10 de novembro de 2009

Moço, tem vestido rosa?


Geisy Arruda, 20, posa com vestido que provocou polêmica que a expulsou da Uniban

O que mais me comove no ser humano é a sua capacidade INFINITA de sentir o que realmente não sente - coisa que não acontece no reino animal!

Ficamos chocados com Hitler e sua psicopatia ao criar a utopia de uma raça "pura" e exercitá-la cruelmente em seu campo de concentração.
Ficamos boquiabertos com o muro que dividia as Alemanhas, um muro construído para extirpar, limitar e eliminar a liberdade do ser humano.
Ficamos estupefatos com a adolescente com cara angelical, Suzanne Von Richthofen, que assassionou os pais a pauladas enquanto dormiam.
Ficamos estarrecidos ao ver o casal Nardoni, Alexandre Nardoni e Anna Carolina Trotta Jatoba, jogar pela janela a filha de 5 anos.

Até que ponto?!

Podemos ser mais crueis que Hitler, mais desumanos que o Muro de Berlim, mais brutais que Suzanne e muito mais demoníaco que Alexandre Nardoni. Quando humilhamos uma garota, Geisy Arruda, 20, por usar um microvestido rosa nos corredores de uma faculdade (diga-se de passagem uma instuição não muito bem avaliada pelas instituições fiscalizadoras do ensino do Governo Federal), estamos exercitando o nosso lado vil, mesquinho, hipócrita e doentio.

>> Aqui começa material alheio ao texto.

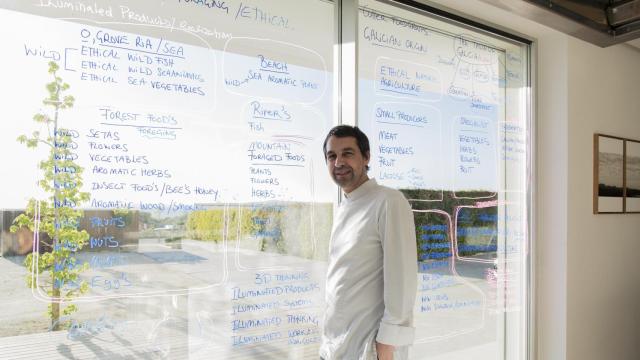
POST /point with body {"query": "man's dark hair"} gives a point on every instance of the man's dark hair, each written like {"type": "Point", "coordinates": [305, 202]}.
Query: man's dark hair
{"type": "Point", "coordinates": [349, 131]}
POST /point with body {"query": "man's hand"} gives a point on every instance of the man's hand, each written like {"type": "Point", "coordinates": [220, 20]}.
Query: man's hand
{"type": "Point", "coordinates": [385, 352]}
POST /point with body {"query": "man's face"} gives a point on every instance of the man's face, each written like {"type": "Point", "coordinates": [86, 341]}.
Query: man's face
{"type": "Point", "coordinates": [346, 164]}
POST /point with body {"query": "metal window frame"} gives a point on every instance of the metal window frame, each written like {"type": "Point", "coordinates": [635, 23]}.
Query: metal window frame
{"type": "Point", "coordinates": [346, 109]}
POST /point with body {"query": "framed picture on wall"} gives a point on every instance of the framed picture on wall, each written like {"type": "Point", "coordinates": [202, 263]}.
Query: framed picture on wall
{"type": "Point", "coordinates": [632, 176]}
{"type": "Point", "coordinates": [608, 174]}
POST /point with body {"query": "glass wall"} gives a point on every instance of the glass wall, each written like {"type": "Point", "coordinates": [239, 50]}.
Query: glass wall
{"type": "Point", "coordinates": [446, 108]}
{"type": "Point", "coordinates": [165, 194]}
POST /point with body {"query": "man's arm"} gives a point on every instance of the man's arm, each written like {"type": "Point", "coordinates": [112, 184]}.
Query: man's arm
{"type": "Point", "coordinates": [400, 273]}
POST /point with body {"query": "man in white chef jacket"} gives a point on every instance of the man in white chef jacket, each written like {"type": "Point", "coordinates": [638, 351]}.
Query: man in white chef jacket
{"type": "Point", "coordinates": [372, 272]}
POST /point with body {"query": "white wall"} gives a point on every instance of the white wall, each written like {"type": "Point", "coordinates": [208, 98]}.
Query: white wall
{"type": "Point", "coordinates": [587, 277]}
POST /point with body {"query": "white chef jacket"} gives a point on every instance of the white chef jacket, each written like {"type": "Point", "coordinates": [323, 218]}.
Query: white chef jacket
{"type": "Point", "coordinates": [372, 275]}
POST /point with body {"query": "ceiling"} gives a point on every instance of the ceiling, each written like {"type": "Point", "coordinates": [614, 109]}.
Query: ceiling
{"type": "Point", "coordinates": [600, 22]}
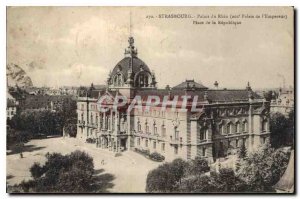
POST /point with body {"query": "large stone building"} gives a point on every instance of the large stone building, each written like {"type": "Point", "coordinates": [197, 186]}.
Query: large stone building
{"type": "Point", "coordinates": [283, 102]}
{"type": "Point", "coordinates": [225, 118]}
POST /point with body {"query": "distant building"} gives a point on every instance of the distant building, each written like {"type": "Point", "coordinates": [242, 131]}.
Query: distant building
{"type": "Point", "coordinates": [227, 118]}
{"type": "Point", "coordinates": [283, 102]}
{"type": "Point", "coordinates": [11, 107]}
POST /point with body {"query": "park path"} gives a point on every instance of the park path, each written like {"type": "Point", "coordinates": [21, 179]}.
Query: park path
{"type": "Point", "coordinates": [129, 170]}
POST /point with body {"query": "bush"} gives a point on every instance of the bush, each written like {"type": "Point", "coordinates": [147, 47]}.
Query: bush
{"type": "Point", "coordinates": [167, 177]}
{"type": "Point", "coordinates": [36, 170]}
{"type": "Point", "coordinates": [91, 140]}
{"type": "Point", "coordinates": [62, 173]}
{"type": "Point", "coordinates": [157, 157]}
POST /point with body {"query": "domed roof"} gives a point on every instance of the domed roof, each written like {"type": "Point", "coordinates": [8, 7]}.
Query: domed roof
{"type": "Point", "coordinates": [130, 63]}
{"type": "Point", "coordinates": [125, 65]}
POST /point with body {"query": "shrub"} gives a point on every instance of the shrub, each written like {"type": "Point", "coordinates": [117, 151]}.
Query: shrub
{"type": "Point", "coordinates": [91, 140]}
{"type": "Point", "coordinates": [36, 170]}
{"type": "Point", "coordinates": [157, 157]}
{"type": "Point", "coordinates": [71, 173]}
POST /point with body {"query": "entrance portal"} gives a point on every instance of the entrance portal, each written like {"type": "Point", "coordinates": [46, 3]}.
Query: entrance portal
{"type": "Point", "coordinates": [123, 144]}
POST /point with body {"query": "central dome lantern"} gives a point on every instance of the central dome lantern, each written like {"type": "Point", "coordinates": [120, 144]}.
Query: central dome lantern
{"type": "Point", "coordinates": [131, 72]}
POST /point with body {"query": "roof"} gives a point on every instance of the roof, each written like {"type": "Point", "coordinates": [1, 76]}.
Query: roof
{"type": "Point", "coordinates": [124, 65]}
{"type": "Point", "coordinates": [212, 95]}
{"type": "Point", "coordinates": [11, 103]}
{"type": "Point", "coordinates": [190, 84]}
{"type": "Point", "coordinates": [43, 101]}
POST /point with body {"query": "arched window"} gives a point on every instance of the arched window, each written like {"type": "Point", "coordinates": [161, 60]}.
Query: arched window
{"type": "Point", "coordinates": [228, 128]}
{"type": "Point", "coordinates": [237, 127]}
{"type": "Point", "coordinates": [154, 129]}
{"type": "Point", "coordinates": [245, 126]}
{"type": "Point", "coordinates": [118, 80]}
{"type": "Point", "coordinates": [176, 133]}
{"type": "Point", "coordinates": [142, 80]}
{"type": "Point", "coordinates": [203, 134]}
{"type": "Point", "coordinates": [146, 127]}
{"type": "Point", "coordinates": [139, 126]}
{"type": "Point", "coordinates": [92, 119]}
{"type": "Point", "coordinates": [264, 125]}
{"type": "Point", "coordinates": [163, 130]}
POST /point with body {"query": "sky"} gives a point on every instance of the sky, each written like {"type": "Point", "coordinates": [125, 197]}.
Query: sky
{"type": "Point", "coordinates": [59, 46]}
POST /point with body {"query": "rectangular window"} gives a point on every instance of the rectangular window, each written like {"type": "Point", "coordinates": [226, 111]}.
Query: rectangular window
{"type": "Point", "coordinates": [163, 131]}
{"type": "Point", "coordinates": [163, 146]}
{"type": "Point", "coordinates": [175, 150]}
{"type": "Point", "coordinates": [204, 152]}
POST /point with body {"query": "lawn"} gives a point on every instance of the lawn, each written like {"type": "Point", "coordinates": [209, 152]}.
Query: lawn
{"type": "Point", "coordinates": [126, 173]}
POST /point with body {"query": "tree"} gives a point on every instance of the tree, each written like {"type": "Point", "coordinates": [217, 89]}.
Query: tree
{"type": "Point", "coordinates": [224, 181]}
{"type": "Point", "coordinates": [282, 129]}
{"type": "Point", "coordinates": [242, 152]}
{"type": "Point", "coordinates": [196, 184]}
{"type": "Point", "coordinates": [263, 168]}
{"type": "Point", "coordinates": [161, 180]}
{"type": "Point", "coordinates": [62, 173]}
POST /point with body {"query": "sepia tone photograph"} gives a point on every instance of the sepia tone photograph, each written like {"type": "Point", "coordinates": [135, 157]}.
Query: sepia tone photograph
{"type": "Point", "coordinates": [185, 100]}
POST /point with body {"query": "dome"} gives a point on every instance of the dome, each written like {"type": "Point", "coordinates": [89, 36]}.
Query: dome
{"type": "Point", "coordinates": [124, 66]}
{"type": "Point", "coordinates": [131, 71]}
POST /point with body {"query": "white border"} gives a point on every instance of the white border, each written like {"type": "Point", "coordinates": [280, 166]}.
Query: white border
{"type": "Point", "coordinates": [5, 3]}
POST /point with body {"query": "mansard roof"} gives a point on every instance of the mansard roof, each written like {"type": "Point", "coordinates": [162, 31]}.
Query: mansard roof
{"type": "Point", "coordinates": [190, 84]}
{"type": "Point", "coordinates": [211, 95]}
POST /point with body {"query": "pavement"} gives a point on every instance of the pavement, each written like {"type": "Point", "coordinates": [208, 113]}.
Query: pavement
{"type": "Point", "coordinates": [129, 170]}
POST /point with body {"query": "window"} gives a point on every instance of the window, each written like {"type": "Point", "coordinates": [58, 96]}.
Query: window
{"type": "Point", "coordinates": [176, 134]}
{"type": "Point", "coordinates": [264, 125]}
{"type": "Point", "coordinates": [221, 129]}
{"type": "Point", "coordinates": [154, 129]}
{"type": "Point", "coordinates": [163, 131]}
{"type": "Point", "coordinates": [203, 152]}
{"type": "Point", "coordinates": [92, 119]}
{"type": "Point", "coordinates": [264, 140]}
{"type": "Point", "coordinates": [245, 126]}
{"type": "Point", "coordinates": [228, 128]}
{"type": "Point", "coordinates": [202, 134]}
{"type": "Point", "coordinates": [175, 150]}
{"type": "Point", "coordinates": [163, 146]}
{"type": "Point", "coordinates": [237, 128]}
{"type": "Point", "coordinates": [118, 80]}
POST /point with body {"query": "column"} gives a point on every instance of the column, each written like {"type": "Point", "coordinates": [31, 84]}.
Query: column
{"type": "Point", "coordinates": [111, 117]}
{"type": "Point", "coordinates": [104, 120]}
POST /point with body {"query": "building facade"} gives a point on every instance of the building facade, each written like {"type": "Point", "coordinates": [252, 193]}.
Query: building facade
{"type": "Point", "coordinates": [224, 121]}
{"type": "Point", "coordinates": [283, 102]}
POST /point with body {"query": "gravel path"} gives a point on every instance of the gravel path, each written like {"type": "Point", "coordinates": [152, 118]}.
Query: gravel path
{"type": "Point", "coordinates": [129, 170]}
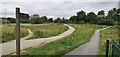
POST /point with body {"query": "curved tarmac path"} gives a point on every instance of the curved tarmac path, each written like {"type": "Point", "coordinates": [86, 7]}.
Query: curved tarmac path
{"type": "Point", "coordinates": [10, 47]}
{"type": "Point", "coordinates": [89, 48]}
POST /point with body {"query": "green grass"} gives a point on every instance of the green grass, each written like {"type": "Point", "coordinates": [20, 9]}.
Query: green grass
{"type": "Point", "coordinates": [46, 30]}
{"type": "Point", "coordinates": [110, 34]}
{"type": "Point", "coordinates": [82, 34]}
{"type": "Point", "coordinates": [8, 32]}
{"type": "Point", "coordinates": [0, 33]}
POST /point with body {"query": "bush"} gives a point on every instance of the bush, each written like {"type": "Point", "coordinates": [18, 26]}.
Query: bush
{"type": "Point", "coordinates": [4, 21]}
{"type": "Point", "coordinates": [36, 21]}
{"type": "Point", "coordinates": [24, 20]}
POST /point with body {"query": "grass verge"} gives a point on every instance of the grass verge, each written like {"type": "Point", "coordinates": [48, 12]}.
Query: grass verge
{"type": "Point", "coordinates": [46, 30]}
{"type": "Point", "coordinates": [8, 32]}
{"type": "Point", "coordinates": [110, 34]}
{"type": "Point", "coordinates": [60, 47]}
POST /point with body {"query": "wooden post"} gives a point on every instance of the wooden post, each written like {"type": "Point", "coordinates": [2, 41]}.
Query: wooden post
{"type": "Point", "coordinates": [107, 47]}
{"type": "Point", "coordinates": [17, 32]}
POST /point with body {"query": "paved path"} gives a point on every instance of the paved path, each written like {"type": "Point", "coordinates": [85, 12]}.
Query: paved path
{"type": "Point", "coordinates": [10, 47]}
{"type": "Point", "coordinates": [89, 48]}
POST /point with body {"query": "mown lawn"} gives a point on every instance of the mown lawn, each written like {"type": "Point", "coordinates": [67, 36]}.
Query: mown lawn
{"type": "Point", "coordinates": [46, 30]}
{"type": "Point", "coordinates": [8, 32]}
{"type": "Point", "coordinates": [110, 34]}
{"type": "Point", "coordinates": [82, 34]}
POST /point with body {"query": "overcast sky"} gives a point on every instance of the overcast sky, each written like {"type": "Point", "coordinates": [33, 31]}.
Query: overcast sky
{"type": "Point", "coordinates": [55, 8]}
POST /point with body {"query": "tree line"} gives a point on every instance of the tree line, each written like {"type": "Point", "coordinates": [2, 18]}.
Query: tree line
{"type": "Point", "coordinates": [81, 17]}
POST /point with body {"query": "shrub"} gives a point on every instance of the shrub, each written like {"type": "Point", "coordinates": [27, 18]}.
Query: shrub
{"type": "Point", "coordinates": [4, 21]}
{"type": "Point", "coordinates": [24, 20]}
{"type": "Point", "coordinates": [36, 21]}
{"type": "Point", "coordinates": [106, 22]}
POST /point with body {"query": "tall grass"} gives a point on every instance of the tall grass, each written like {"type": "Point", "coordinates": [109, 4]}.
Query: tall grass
{"type": "Point", "coordinates": [60, 47]}
{"type": "Point", "coordinates": [46, 30]}
{"type": "Point", "coordinates": [8, 32]}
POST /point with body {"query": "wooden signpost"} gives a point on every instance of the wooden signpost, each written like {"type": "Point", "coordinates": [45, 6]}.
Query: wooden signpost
{"type": "Point", "coordinates": [17, 32]}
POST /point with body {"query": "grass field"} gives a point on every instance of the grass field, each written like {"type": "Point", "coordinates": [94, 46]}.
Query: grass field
{"type": "Point", "coordinates": [46, 30]}
{"type": "Point", "coordinates": [8, 32]}
{"type": "Point", "coordinates": [82, 34]}
{"type": "Point", "coordinates": [110, 34]}
{"type": "Point", "coordinates": [0, 33]}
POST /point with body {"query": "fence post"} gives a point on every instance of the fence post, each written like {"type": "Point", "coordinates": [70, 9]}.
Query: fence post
{"type": "Point", "coordinates": [107, 47]}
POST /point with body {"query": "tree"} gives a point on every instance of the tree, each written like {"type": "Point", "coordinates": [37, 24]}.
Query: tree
{"type": "Point", "coordinates": [101, 13]}
{"type": "Point", "coordinates": [81, 16]}
{"type": "Point", "coordinates": [92, 18]}
{"type": "Point", "coordinates": [44, 18]}
{"type": "Point", "coordinates": [58, 20]}
{"type": "Point", "coordinates": [35, 19]}
{"type": "Point", "coordinates": [50, 20]}
{"type": "Point", "coordinates": [73, 19]}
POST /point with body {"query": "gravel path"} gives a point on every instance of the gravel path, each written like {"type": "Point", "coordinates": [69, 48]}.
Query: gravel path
{"type": "Point", "coordinates": [10, 47]}
{"type": "Point", "coordinates": [89, 48]}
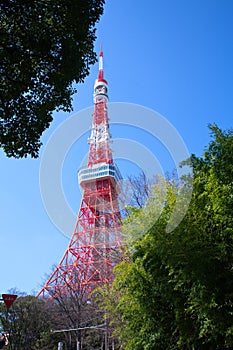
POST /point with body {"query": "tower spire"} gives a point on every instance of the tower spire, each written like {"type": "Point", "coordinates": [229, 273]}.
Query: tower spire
{"type": "Point", "coordinates": [101, 67]}
{"type": "Point", "coordinates": [94, 247]}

Gostamos de apontar os dedos, mas nos escondemos em nossas vis atitudes julgadoras de falsa moral.

Com esta atitudes, não estaríamos isolando, matando, reprimindo e brutalmente destruindo o que o ser humano tem de mais valioso, que é a sua liberdade de expressão?

Milhares de famosas, pré-famosas, pseudo-famosas e aspirante a famosas, saem nas capas de revistas masculinas abrindo as pernas, arrrebitando as bundas photoshopiadas, fazendo biquinhos de virgens puras e sedutoras, e todos compram as revistas e até as colocamos no banco do taxi ou no consultório médico para ajudar a passar o tempo. Elas têm dinheiro, elas são pagas para isso, então permitimos se venderem. Tem uma justificativa "capital".

Se o funk, o pagode ou o axé não ocupam espaço em minha estante - muito menos na mente - por que razão isso me levaria a destruir, condenar e ofender quem admira os gêneros mencionados?

Nas praias se usam drogas descaradamente, nas boates as pílulas azuis rodam soltas, nos escusos consultórios médicos abortos são praticados...

E a Geisy, não não não... ela não pode usar uma roupa curta, porque isso pode nos fazer lembrar que nossa mente tem o mesmo comprimento!
E não vale usar a "aparência" da moça para justificar os seus preconceitos. Se fez isso, cuidado!

E vale o dito megapopular, sempre inspirador: NOSSO DIREITO TERMINA ONDE O DO OUTRO COMEÇA.